Esse comportamento das grandes empresas, como se o mundo fosse seu "quintal", deve-se precisamente à falta de regras internacionais claras para refrear sua ganância.

Diante de tais ultrajes, o secretário-geral da ONU declarou que o mundo precisa de um forte multilateralismo.

A imposição da confidencialidade dos contratos não só favorece o apetite leonino dos laboratórios mas também é uma oportunidade para que alguns governos corruptos aproveitem para continuar cometendo crimes.

A fragilidade do planeta diante da pandemia de Covid-19, a perda de empregos, o empobrecimento e as mudanças climáticas foram algumas das questões mencionadas por Guterres em seu discurso no Fórum Econômico Mundial.
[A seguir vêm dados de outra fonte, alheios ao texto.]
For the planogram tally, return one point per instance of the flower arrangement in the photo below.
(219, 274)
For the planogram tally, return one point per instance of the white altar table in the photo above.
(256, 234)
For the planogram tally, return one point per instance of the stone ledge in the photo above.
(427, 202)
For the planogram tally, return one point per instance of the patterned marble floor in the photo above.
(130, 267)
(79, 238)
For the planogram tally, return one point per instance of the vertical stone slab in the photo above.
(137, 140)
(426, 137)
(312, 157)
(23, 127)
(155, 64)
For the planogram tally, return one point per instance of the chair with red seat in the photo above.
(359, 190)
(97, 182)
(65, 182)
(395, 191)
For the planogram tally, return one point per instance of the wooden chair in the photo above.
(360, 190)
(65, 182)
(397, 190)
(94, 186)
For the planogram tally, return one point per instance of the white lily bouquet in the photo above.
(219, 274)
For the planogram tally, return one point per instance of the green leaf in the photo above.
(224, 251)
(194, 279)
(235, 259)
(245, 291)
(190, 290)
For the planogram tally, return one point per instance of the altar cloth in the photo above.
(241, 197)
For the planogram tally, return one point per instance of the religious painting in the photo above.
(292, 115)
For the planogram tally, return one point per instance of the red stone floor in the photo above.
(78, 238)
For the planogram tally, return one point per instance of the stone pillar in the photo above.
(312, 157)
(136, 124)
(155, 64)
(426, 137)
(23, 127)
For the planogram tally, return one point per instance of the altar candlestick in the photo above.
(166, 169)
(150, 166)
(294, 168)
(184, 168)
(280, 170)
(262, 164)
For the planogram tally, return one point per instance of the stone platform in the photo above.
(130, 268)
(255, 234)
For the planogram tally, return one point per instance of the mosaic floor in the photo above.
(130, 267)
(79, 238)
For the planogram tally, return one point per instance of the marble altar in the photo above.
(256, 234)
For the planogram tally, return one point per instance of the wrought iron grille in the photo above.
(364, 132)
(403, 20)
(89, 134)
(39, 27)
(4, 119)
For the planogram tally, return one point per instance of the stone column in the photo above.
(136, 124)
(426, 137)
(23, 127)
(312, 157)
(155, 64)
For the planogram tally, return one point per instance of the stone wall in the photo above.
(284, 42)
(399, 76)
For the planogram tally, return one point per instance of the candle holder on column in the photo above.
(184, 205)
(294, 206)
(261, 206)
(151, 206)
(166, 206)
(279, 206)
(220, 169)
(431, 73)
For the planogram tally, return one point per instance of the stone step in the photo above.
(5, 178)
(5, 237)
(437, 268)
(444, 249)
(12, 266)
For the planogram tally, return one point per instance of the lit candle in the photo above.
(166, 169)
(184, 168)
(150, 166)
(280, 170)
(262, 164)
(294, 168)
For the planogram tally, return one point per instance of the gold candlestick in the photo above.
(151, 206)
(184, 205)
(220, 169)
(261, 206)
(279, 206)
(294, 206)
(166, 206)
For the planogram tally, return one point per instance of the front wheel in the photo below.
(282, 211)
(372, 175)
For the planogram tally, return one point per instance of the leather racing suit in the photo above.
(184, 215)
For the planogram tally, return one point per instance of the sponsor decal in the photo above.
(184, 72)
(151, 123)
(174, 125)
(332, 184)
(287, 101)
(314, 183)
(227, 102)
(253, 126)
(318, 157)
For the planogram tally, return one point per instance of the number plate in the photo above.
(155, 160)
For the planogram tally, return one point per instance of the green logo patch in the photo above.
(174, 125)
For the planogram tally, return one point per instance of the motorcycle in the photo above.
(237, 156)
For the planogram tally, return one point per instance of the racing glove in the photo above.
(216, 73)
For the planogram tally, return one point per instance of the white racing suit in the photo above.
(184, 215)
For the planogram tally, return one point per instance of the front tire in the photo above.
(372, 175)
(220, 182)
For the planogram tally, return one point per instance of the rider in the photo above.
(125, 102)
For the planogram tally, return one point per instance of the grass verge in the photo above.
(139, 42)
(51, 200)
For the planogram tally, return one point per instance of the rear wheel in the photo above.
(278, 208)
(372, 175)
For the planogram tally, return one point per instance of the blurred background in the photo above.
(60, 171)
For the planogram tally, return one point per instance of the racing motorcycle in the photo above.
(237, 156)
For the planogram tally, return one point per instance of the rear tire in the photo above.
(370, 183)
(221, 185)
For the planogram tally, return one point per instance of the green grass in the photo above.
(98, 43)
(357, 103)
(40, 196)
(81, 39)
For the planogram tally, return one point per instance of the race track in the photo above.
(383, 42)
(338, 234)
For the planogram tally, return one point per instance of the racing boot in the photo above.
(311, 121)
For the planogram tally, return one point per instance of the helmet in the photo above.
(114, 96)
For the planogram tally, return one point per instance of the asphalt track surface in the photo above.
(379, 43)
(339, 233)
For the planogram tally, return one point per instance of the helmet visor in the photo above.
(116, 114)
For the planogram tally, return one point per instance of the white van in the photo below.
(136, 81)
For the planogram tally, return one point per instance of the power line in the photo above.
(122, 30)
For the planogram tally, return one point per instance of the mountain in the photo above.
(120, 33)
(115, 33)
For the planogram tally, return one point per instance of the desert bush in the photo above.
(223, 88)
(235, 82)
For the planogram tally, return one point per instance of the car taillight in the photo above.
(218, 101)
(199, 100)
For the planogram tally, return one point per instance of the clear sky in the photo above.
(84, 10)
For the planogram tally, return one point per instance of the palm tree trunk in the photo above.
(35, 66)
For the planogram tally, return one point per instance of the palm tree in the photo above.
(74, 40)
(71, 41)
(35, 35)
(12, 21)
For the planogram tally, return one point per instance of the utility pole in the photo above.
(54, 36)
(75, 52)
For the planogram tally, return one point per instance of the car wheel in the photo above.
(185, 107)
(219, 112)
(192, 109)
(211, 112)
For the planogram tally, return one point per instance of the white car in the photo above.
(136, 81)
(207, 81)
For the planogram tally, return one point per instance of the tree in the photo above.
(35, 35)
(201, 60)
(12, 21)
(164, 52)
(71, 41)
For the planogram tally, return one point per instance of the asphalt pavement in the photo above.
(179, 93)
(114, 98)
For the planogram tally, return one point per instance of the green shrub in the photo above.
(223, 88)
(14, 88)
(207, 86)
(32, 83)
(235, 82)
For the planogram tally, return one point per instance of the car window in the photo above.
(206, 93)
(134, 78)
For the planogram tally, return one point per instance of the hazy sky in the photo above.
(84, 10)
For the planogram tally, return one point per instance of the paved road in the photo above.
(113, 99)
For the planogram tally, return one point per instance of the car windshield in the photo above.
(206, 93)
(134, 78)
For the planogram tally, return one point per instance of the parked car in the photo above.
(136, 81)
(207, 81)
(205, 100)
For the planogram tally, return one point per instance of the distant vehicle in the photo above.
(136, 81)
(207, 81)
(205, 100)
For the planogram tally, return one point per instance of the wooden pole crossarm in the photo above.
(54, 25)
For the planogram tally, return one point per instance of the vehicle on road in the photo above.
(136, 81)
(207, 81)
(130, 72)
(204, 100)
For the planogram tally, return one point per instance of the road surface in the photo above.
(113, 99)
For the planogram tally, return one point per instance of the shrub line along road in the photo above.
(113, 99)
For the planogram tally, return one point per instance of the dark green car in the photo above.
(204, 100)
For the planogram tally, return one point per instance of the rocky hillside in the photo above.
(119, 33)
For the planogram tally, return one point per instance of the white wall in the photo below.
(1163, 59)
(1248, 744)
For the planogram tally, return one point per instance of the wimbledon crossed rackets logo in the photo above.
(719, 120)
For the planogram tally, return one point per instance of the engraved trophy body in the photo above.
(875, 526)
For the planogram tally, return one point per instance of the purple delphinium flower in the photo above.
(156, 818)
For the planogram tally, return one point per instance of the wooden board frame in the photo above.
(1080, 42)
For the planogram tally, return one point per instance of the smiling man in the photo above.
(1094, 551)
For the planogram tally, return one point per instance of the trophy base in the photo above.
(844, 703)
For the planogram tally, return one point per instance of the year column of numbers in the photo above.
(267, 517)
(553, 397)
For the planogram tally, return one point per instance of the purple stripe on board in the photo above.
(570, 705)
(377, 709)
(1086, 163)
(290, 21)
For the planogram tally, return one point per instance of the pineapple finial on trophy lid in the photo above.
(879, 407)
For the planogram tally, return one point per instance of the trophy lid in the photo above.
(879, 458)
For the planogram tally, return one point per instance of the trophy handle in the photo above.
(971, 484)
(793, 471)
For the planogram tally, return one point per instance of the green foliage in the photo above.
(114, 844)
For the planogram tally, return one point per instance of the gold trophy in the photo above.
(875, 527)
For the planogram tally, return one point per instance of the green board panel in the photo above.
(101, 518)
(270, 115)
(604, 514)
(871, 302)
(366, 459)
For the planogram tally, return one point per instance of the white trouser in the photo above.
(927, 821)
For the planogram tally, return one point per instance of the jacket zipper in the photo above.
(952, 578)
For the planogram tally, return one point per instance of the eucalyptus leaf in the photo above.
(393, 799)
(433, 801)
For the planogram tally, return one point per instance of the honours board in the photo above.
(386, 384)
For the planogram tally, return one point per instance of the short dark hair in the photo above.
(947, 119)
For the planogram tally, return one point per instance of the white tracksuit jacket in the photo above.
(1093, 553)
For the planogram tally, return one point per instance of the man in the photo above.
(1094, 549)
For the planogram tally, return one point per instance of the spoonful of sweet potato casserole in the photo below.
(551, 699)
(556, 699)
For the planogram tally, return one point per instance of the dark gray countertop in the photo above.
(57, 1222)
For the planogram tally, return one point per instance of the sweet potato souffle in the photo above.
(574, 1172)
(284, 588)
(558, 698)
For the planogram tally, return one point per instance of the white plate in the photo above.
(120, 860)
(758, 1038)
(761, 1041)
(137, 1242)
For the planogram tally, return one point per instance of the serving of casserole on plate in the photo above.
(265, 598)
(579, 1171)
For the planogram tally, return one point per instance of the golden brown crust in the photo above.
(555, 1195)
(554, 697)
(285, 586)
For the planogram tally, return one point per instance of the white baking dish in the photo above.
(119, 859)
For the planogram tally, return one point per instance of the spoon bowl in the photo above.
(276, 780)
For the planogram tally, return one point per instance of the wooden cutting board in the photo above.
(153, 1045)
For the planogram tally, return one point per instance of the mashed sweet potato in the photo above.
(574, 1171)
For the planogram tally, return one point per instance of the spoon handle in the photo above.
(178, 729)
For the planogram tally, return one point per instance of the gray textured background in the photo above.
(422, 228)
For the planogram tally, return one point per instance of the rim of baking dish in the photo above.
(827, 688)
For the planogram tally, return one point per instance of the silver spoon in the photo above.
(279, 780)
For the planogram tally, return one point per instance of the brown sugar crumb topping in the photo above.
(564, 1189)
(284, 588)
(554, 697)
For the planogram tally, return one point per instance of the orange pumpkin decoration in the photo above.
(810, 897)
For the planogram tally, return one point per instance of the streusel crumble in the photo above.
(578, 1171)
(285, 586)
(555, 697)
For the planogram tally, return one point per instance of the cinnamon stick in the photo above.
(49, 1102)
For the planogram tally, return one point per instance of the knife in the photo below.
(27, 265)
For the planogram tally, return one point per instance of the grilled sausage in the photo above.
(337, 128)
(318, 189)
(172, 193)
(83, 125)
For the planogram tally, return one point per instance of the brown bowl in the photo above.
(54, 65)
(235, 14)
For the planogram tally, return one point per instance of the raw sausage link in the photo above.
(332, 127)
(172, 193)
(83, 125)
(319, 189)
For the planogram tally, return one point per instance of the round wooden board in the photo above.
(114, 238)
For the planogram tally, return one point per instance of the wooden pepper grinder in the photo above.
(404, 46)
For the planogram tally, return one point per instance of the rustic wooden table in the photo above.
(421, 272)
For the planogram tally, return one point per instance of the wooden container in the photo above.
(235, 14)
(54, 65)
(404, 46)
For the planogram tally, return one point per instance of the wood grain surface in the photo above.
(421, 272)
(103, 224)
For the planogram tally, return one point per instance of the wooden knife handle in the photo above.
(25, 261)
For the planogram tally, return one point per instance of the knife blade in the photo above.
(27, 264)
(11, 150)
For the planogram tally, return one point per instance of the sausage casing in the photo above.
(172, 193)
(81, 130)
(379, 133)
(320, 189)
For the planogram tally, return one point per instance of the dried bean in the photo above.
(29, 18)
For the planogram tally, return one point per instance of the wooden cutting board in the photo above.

Ele também mencionou a possibilidade de uma grande fratura geopolítica nos setores liderados pelas duas potências (China e Estados Unidos), com duas moedas diferentes, e insinuou o alargamento da brecha Norte-Sul.

De certa forma, Guterres pintou um quadro que em muitos aspectos se assemelha ao de 70 anos atrás.

A grande conquista do neoliberalismo foi levar o mundo de volta ao tempo imediatamente após a Segunda Guerra Mundial, com um multilateralismo muito enfraquecido e no qual as Metas de Desenvolvimento Sustentável das Nações Unidas não parecem fazer parte da agenda internacional.